First, try at least one rerun.

Then start troubleshooting with these Tutorials:
Galaxy Training!
Galaxy Training!

And FAQs:
Galaxy Support - Galaxy Community Hub

You can also search this forum by keywords like tool names or datatypes.

As hrhotz indicated, the reads in two fastq files are not in the same length in the paired-end data after filtering data with “filter by quality” tool. “Reruning” has not led to any solution. What I did not understand from the thread is what is meant “corrupt file” and how to fix it.

I am familiar with all tutorials given in the links. I revised them quickly and to be honest, No idea occurred to me regarding the problem.

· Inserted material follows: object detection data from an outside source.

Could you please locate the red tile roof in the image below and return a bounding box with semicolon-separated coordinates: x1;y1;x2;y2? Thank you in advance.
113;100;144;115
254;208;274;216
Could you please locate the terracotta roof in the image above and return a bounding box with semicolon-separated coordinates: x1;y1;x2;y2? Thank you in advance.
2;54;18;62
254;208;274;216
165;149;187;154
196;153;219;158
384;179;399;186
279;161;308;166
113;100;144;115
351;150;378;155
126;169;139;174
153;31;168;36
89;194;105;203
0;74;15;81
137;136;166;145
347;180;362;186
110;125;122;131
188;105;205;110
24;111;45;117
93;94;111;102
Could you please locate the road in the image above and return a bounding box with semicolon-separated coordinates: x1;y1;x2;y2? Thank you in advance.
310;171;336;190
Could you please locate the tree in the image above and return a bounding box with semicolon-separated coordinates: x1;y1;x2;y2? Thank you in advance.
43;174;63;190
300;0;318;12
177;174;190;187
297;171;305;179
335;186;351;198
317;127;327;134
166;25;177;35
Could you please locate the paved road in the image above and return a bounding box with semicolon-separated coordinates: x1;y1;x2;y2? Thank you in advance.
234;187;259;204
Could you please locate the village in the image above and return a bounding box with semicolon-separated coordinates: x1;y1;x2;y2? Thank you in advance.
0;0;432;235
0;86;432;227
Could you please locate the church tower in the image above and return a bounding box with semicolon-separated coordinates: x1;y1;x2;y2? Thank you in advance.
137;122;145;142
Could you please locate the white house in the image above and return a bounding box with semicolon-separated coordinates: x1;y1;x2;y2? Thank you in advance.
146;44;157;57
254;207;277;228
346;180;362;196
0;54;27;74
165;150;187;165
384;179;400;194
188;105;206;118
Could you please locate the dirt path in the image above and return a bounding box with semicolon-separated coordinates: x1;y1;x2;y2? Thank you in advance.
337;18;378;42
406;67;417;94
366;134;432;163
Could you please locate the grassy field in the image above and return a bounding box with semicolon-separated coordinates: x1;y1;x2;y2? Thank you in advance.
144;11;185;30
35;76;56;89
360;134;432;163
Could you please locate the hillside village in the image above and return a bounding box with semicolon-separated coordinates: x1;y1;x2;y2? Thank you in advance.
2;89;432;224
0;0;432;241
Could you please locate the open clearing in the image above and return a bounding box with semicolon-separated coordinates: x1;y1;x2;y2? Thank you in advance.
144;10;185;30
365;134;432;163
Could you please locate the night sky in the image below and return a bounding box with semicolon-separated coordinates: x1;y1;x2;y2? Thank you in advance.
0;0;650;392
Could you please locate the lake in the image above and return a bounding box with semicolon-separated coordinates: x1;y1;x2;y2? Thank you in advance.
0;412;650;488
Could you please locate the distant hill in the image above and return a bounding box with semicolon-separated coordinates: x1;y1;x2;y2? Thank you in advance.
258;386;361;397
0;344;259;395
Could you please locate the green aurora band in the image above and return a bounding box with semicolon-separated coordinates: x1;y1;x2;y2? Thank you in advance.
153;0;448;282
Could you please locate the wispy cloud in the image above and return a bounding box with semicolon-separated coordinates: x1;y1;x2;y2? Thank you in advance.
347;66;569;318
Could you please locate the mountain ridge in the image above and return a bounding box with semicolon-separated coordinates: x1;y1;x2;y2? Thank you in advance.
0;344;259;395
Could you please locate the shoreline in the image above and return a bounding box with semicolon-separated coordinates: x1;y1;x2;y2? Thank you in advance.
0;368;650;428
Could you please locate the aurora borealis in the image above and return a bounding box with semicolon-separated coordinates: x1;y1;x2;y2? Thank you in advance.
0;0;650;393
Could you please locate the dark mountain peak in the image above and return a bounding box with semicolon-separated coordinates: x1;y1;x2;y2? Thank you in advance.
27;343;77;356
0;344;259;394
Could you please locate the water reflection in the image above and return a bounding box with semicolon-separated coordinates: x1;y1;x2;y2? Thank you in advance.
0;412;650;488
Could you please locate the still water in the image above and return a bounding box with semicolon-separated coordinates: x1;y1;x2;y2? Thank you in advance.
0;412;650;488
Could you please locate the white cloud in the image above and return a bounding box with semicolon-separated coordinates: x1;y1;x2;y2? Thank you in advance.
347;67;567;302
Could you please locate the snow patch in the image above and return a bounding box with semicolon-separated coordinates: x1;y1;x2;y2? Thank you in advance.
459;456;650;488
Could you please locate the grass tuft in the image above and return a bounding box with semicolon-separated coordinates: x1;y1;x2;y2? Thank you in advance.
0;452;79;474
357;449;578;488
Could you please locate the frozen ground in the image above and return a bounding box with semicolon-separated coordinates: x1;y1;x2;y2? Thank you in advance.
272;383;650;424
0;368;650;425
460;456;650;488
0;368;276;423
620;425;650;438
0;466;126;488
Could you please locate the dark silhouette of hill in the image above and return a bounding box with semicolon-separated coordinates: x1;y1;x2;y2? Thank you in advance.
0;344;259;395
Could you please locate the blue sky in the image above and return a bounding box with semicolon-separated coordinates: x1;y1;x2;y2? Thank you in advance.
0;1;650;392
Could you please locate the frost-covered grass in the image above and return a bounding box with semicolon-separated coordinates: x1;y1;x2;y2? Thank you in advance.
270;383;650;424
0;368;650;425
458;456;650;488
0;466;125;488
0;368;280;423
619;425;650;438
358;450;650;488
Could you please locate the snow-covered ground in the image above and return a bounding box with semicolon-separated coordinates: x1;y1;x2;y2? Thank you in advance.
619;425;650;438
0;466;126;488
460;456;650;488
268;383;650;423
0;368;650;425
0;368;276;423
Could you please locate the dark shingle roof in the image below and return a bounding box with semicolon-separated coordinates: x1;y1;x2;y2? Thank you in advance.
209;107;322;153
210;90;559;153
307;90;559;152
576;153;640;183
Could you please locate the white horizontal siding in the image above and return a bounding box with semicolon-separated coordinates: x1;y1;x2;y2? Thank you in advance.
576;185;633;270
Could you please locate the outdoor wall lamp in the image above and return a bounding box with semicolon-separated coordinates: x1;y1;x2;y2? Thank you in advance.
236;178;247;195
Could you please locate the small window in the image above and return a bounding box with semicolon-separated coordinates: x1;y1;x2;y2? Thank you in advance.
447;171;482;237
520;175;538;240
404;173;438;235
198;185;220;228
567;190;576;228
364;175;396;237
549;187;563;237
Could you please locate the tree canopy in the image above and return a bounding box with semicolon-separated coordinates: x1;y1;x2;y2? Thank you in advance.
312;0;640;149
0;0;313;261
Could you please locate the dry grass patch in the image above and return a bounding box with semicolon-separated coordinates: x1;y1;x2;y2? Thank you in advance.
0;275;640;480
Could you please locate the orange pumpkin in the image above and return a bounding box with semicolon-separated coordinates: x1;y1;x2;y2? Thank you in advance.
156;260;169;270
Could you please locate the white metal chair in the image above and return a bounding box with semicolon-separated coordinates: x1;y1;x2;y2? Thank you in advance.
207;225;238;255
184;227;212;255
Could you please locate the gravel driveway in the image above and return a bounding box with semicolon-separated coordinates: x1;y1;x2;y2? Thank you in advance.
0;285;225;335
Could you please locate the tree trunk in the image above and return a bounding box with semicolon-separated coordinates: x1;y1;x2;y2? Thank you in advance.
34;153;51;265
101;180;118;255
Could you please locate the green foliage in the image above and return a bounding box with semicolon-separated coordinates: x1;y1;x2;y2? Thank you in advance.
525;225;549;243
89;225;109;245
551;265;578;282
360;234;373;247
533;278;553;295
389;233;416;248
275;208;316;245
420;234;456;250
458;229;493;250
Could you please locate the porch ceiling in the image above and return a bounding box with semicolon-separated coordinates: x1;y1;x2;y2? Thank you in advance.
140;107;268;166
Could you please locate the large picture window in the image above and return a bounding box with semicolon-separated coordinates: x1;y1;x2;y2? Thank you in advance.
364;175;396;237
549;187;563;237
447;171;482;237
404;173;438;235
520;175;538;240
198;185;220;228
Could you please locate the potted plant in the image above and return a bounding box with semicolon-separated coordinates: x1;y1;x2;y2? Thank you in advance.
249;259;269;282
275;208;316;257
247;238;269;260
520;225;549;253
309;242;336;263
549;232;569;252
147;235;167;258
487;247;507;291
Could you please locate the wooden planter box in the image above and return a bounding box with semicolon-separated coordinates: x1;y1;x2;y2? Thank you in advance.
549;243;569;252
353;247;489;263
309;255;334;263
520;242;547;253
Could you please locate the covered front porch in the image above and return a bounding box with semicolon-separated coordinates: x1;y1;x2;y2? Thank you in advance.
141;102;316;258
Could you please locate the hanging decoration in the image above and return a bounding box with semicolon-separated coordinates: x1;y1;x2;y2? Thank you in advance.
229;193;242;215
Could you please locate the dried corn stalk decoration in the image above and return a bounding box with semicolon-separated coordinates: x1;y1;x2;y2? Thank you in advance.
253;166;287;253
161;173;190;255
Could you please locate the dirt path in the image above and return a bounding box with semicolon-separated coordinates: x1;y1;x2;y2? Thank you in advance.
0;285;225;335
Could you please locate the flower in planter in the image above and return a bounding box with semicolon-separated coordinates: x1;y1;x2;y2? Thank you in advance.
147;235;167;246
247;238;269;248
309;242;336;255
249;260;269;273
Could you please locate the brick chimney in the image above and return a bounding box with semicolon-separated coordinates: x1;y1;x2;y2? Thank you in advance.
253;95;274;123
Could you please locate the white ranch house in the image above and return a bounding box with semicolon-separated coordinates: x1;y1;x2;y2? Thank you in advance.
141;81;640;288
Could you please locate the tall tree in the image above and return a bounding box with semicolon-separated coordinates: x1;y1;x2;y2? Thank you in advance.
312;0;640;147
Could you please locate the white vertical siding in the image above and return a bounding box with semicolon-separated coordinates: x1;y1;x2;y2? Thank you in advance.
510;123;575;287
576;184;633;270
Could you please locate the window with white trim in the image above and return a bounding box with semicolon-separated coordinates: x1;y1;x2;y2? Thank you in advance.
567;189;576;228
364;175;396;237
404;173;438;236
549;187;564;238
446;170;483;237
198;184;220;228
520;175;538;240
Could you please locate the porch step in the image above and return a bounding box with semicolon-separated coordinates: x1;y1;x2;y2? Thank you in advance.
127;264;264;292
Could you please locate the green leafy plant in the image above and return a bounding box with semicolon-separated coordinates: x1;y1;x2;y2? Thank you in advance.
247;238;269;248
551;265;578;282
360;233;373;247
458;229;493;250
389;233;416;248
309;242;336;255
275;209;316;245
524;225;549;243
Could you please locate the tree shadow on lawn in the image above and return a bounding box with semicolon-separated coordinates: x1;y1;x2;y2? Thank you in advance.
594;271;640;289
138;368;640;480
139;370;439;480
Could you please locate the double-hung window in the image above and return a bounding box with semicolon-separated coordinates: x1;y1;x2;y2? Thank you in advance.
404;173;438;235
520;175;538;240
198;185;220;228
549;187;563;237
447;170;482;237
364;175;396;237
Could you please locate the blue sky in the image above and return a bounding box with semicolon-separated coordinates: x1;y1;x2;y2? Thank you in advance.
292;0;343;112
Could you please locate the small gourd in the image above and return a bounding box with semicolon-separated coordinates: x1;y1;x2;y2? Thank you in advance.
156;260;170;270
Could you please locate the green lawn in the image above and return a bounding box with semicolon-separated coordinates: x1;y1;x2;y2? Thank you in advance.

I used SRA files and did not intervene into the any files except for running in turn “fastp + filter by quality” tools . I think something happens after using these two tools… Anyways thanks for your prompt response and help. I will not feed input files, obtained by “filter by quality” tool to Hisat2, since its single or combined usage(i.e, with other tools) creates the same problem…

1 Like

Fastp will not sort reads that are still paired after QA from those that are not. Trimmomatic will.

Run the post fastp QA reads through the Fastq-interlacer then Deinterlacer tool. That will remove any reads that are not still paired. The tools in the Seqtk group also include similar functions.

More help for NBCI SRA data. The format downloaded can differ by accession, but this help specifically explains and covers how to solve the most common issues: NCBI SRA Fastq

2 Likes

To be clear, the steps to ensure that all reads have intact pairs should happen after all other QA actions that edit sequences directly and/or filter reads out entirely.

Run tools like FastQC at any time. The reads are not changed with this tool. It is used to generate statistical information only.

there is a bunch of seqtk tools and I used “seqtk trim FASTQ using the Phred algorithm”. It works ok though there is not too much change on the quality. It is probably because I used the default values. I should fiddle to learn more maybe… anyways. Thank you so much for your help…

PS. The trimming is the major issue based on my experience. Some datasets are hell in terms of the quality and since no adequate meta data was given and the protocol is hardly defined, I personally not sure how well I step forward . It would be great to have a tutorial about processing such datasets.